Wednesday, July 23, 2008

 

Housing Market in Shambles

OK. This isn't really news. It isn't even an attempt to deeply delve upon the lessons learned by this crises. It is the most profoundly damaging business failure of our times, the root cause of the worsening economy. This devastating economic development is affecting the US, and by extension, the world's financial health. The housing disaster has it's epicenter in the Valley, and in some ways, it's roots.

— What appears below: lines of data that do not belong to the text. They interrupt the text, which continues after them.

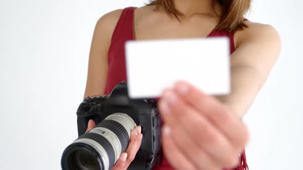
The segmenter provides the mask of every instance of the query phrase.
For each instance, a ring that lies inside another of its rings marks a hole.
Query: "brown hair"
[[[243,23],[243,17],[250,8],[251,0],[216,1],[221,6],[222,10],[215,30],[234,32],[238,29],[248,27]],[[166,12],[174,15],[178,20],[178,15],[183,15],[175,7],[173,0],[150,0],[149,4],[147,5],[162,7]]]

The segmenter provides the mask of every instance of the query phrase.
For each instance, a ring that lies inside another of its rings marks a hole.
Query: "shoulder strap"
[[[117,24],[111,41],[115,39],[121,39],[121,37],[127,39],[132,38],[132,29],[134,23],[134,12],[135,7],[130,7],[124,8]]]

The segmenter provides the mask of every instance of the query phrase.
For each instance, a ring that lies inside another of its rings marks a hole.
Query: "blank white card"
[[[178,80],[209,94],[228,94],[230,46],[225,37],[127,41],[128,95],[131,98],[158,98]]]

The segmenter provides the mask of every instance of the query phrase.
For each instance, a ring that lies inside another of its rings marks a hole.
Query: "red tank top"
[[[134,34],[134,13],[135,9],[136,7],[130,7],[123,10],[114,30],[107,56],[108,69],[103,93],[104,94],[110,93],[113,88],[121,81],[123,80],[127,81],[124,44],[126,41],[135,40]],[[207,37],[215,36],[229,37],[231,43],[231,54],[235,51],[233,33],[225,31],[213,31]],[[248,169],[244,152],[240,157],[240,164],[234,170]],[[153,170],[173,169],[164,156],[160,163],[153,168]]]

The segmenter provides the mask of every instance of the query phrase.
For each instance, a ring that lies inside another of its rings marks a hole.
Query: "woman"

What is so disturbing about the housing crisis is the ease of predicting that something might be wrong--back in the "good times". Politicians didn't have it in their interests to warn about future problems as they enjoyed the support that good economic times bring. Real estate experts all also happened to be real estate agents, who had it in at least their partial interest to drive up prices to take a larger profit with their percentage. Developers liked the rising real estate market and the ease of obtaining loans, as it both provided a larger pool of customers and an easier path to obtaining financing for their own projects. Economists often warned of the boom and bust cycle of the U.S. economy, but many thought it would be a gentle decline. Any economists that released information warning about the overpriced nature of the housing market or the dangers of variable interest rates were rebuked in the media by financiers and real estate agents.

Well, people don't by umbrellas until the rain starts falling. No one worried until interest rates had to rise, and people that had been paying $1200 per month were now told to pay $1800. Obviously, a significant number could not, and abandoned their homes to banks. As the number of houses defaulted on increased, lenders reexamined their practices, reducing the demand for the houses. As loans were no longer payed for and banks could not unload repossessed properties, less money was available for investment in business loans or stocks. All this has precipitated into a depressed economy.

The Valley's houses have been recognized as being some of the most overpriced markets in the country. A financially distressed area of California loses even more wealth. Investment properties were everywhere. Communities were planned that have yet to be built, despite streets and even large high schools being placed in the middle of vacant lots. Movement from the Bay Area into the Valley was unprecedented. Now, all of that activity is squashed. It is likely that more economic developments will further disturb the Valley, with job loss and a dearth of financial investment.